Download all files (multiple formats: zip, txt) from webpage - into local folder using a loop

ssrsrb · July 18, 2022, 4:13pm

Hi,
I am looking for a workflow with a loop(!) that allows me to download all files from a webpage into a local directory. I am looking for a solution with a loop and error handling (in case that a file can not be downloaded the loop should continue). I prefer a solution that does no contain a URL list that I have to create - I am expecting the webpages that I am using will add files in the future.
For example, several zip and text files are alternating on this webpage: MSHA - Open Government Initiative Portal
I am only able to download the files individually. I have tried several versions of a simple loop where I create a table with the URLs. It is not working - I can not configure the Transfer Files node. See example.

Thank you in advance for any help and ideas.

Daniel_Weikert · July 18, 2022, 5:22pm

Hi,
have you already tried the GET request node?
br

ssrsrb · July 18, 2022, 5:47pm

Hi,
No, I have not. I have looked at it now and have no idea how the GET Request node could be used. Do you have any suggestions?

qqilihq · July 18, 2022, 6:00pm

You can retrieve the webpage with the HTTP Retriever, parse it using the HTML Parser, then extract all links using an XPath expression like //a/@href. From there, filter the links you want to download and then use eg. a Transfer Files node to download the files to your computer:

You’ll need the Palladian plugin, which will surely come in handy at other opportunities as well

The example workflow is here on my NodePit Space:

Have fun!

SamirAbida · July 18, 2022, 6:01pm

Hi @ssrsrb,

Here is a way to do it :

Download_Zip_from_website.knwf (29.3 KB)

My workflow doesn’t take into account files already downloaded, so you should think about a solution.
But checking the downloaded files in your folder and removing them from the list “to download” should do it, I guess.
Br,

Samir

SamirAbida · July 18, 2022, 6:08pm

@qqilihq,

Damn, you’re good !

Samir

qqilihq · July 18, 2022, 6:09pm

@SamirAbida We’re good

ssrsrb · July 18, 2022, 7:12pm

Perfect. It does do the job very well. I am not a big fan of extensions (I keep loose them when I upgrade), but it is a very good solution. I should be able to use it for all my problems. 2cents: It is a very good example for the NodePit space, but I would not find the example with the title and filename. Why not calling it: Download all files from a webpage?
Thank you!

ssrsrb · July 18, 2022, 7:20pm

I like this solution, too, because it does use loops which I will need. The data table of the Ungroup seems to miss one text descriptor - maybe an issue of the webpage? I will uses with non-legacy nodes. Thank you!

SamirAbida · July 19, 2022, 5:51am

No problem at all @ssrsrb,

But actually, you should adapt the solution of @qqilihq and add loops. Because, you never know when a legacy node can be “removed” from the core. So a solution should be made to be stable in the future (or you’ll have to change your WF often, which doesn’t make sens right ?).

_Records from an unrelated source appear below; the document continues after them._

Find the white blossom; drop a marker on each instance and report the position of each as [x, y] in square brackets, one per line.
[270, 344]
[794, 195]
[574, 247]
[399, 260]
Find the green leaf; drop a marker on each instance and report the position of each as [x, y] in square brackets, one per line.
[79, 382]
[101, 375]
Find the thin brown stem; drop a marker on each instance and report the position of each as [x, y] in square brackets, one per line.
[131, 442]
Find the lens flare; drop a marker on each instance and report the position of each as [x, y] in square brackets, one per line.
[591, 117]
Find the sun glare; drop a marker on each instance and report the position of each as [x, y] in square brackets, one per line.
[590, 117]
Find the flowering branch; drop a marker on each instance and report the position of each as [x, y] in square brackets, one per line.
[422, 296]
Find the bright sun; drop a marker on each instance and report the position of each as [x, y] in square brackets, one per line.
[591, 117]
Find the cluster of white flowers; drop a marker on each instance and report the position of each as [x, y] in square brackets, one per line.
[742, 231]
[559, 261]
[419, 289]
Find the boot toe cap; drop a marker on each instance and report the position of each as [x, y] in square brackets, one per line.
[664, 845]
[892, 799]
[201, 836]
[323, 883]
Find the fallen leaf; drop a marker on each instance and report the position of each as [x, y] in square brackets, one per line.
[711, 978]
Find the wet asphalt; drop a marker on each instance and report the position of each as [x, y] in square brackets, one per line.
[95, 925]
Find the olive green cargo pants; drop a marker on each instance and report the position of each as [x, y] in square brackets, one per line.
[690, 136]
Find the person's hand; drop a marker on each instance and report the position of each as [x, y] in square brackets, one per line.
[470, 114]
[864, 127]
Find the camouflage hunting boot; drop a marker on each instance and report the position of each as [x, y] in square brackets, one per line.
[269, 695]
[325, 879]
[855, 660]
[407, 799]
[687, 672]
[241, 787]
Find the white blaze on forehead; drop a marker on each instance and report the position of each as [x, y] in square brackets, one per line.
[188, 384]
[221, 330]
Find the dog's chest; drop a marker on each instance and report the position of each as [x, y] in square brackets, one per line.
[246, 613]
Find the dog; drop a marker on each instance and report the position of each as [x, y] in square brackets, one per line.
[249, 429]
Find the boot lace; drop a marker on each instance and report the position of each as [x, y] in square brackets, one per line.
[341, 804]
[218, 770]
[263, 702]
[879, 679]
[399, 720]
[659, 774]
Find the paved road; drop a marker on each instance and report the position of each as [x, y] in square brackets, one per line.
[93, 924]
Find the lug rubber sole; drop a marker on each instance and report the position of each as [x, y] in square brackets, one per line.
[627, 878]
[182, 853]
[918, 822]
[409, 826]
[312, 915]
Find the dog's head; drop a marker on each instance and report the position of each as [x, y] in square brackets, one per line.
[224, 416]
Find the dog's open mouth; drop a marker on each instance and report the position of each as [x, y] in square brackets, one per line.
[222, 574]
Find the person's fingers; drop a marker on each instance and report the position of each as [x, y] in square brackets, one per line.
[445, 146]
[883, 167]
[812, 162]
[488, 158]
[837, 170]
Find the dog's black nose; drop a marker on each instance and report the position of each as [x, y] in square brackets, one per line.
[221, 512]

I’m not sure whether I understand what you mean regarding the “Ungroup Node”? The “Ungroup Node” is just used to beak apart some Json. If problem there is, it should come from the “Json Node” actually. If you miss something, you should look into the “Json Node” and add the wanted field like this :

In the pic above, you can see that the description is a string, so there is nothing to do more. But the other columns are lists (because of the brackets), so you have to ungroup them.

Br,
Samir

qqilihq · July 19, 2022, 7:46am

Point taken, thank you – let me fix this!

justin.m · July 21, 2022, 2:01am

Depending on your use case, you may find a bulk downloading tool like DownloadThemAll https://www.downthemall.org/ could do the job.

system · July 28, 2022, 2:02am

This topic was automatically closed 7 days after the last reply. New replies are no longer allowed.